The Next Generation Of The “Cancel Culture”

On Friday The Federalist reported the results of a recent Cato Institute survey of Americans asked whether or not it was okay to fire people who support President Trump.

The article notes:

The Cato Institute just released a new report showing that 62 percent of Americans are inclined to self-censor what they say politically “because others might find them offensive.” Even moderate leftists report they feel increased fear of offending the offendable, while only the most “staunch liberals,” as Cato described them, feel free to speak their minds. The “very conservative” have been pushed deepest in the closet: they are most likely to refrain from saying what they think politically, at nearly twice the rate of the “very liberal.”

Buried deeper in the report, however, is a stunning data point that might be one of the most troubling current cultural indicators. Forty-four percent of Americans younger than age 30 believe a company is correct in firing an executive because he or she personally donated to President Trump’s reelection campaign.

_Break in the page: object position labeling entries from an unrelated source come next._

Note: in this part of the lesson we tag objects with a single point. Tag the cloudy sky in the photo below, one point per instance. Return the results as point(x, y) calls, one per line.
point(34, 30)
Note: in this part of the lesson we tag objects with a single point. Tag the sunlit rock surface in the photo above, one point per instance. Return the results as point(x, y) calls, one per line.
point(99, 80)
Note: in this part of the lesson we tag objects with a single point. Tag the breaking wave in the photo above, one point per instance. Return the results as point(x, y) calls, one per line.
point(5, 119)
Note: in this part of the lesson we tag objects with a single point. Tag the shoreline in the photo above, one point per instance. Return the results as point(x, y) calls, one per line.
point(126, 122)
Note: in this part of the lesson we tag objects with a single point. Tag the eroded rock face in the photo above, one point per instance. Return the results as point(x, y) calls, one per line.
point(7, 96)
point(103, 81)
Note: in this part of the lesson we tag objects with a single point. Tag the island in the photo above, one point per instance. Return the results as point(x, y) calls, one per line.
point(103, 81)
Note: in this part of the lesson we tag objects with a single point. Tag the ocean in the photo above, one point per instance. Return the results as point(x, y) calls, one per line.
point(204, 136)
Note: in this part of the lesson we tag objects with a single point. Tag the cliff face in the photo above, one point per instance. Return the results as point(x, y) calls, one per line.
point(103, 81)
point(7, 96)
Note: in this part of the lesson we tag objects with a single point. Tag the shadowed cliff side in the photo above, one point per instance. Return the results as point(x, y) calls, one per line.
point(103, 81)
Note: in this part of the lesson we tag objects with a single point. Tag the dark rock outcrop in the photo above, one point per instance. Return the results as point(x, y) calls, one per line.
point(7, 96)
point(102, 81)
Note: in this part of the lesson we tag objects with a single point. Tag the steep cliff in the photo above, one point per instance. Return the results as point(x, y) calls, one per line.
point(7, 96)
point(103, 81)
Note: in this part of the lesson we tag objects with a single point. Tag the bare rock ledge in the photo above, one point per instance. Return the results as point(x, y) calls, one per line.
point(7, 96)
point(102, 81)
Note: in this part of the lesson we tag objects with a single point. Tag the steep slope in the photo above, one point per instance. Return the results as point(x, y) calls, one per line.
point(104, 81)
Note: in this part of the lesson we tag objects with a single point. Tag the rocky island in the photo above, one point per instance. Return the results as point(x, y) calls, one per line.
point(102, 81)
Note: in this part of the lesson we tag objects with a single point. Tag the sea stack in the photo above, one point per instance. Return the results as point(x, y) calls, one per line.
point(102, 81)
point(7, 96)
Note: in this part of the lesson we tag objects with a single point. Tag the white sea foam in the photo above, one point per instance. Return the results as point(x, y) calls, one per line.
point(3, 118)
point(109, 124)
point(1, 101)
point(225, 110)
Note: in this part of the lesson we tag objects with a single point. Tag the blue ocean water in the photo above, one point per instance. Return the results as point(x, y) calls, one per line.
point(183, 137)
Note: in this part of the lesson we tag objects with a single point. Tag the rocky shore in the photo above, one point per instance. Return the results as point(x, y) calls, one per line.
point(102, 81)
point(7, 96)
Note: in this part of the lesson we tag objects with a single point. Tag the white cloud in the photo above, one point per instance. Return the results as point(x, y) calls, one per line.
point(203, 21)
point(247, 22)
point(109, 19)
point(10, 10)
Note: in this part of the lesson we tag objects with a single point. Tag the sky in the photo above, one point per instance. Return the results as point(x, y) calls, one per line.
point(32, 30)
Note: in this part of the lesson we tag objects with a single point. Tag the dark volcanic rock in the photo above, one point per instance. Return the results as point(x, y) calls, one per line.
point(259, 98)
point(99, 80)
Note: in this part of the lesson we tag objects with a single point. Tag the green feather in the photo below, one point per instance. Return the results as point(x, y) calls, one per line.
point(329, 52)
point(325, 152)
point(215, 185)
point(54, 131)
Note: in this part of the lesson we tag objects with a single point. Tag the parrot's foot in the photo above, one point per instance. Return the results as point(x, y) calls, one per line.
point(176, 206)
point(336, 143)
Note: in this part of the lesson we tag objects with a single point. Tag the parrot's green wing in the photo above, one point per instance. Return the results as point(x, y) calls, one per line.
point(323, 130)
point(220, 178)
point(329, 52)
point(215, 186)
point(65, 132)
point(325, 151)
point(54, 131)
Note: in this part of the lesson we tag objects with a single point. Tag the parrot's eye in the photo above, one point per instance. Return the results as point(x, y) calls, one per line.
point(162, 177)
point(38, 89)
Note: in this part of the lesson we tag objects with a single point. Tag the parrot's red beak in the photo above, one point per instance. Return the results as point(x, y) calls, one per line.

The companion finding was also disturbing. Twenty-seven percent of people under 30 said they were fine with an executive being fired because he or she donated to the Joe Biden campaign. The means that of Americans under 30 years old, 73 percent think it would be wrong to fire an executive from a company for donating to the Biden campaign, while only 56 percent believe it would be wrong to do so for a Trump donation.

The article concludes:

It was not all that long ago that the liberal clarion value was the misattributed Voltairean principle, “I disapprove of what you say, but I will defend to the death your right to say it.” Today that seems to have been replaced with the brutally authoritarian, “I disagree with what you believe, and I will make sure you lose your livelihood because I went digging and found out you made a private campaign contribution to someone I think is evil.”

If, God forbid, the autopsy of the American experiment is ever written, this growing expectation that political submission be a condition of one’s employment will certainly be noted as a significant stage in its demise. It demonstrates that the world’s most hopeful self-government is moving in a very bad direction, and that should profoundly bother us all.

This is frightening. It is a further indication that many Americans do not understand the founding documents of America. Free speech was one of the foundations of those documents. Viewpoint discrimination is an intimidation tactic that should be totally unacceptable in a free country. Firing an executive because they donated to a political campaign should not even be a consideration. The fact that it is is one of many reasons that the names of people who make donations under $1000 to a political campaign should be kept private. The names of people who make large donations or the names of organizations that make large donations should be made public.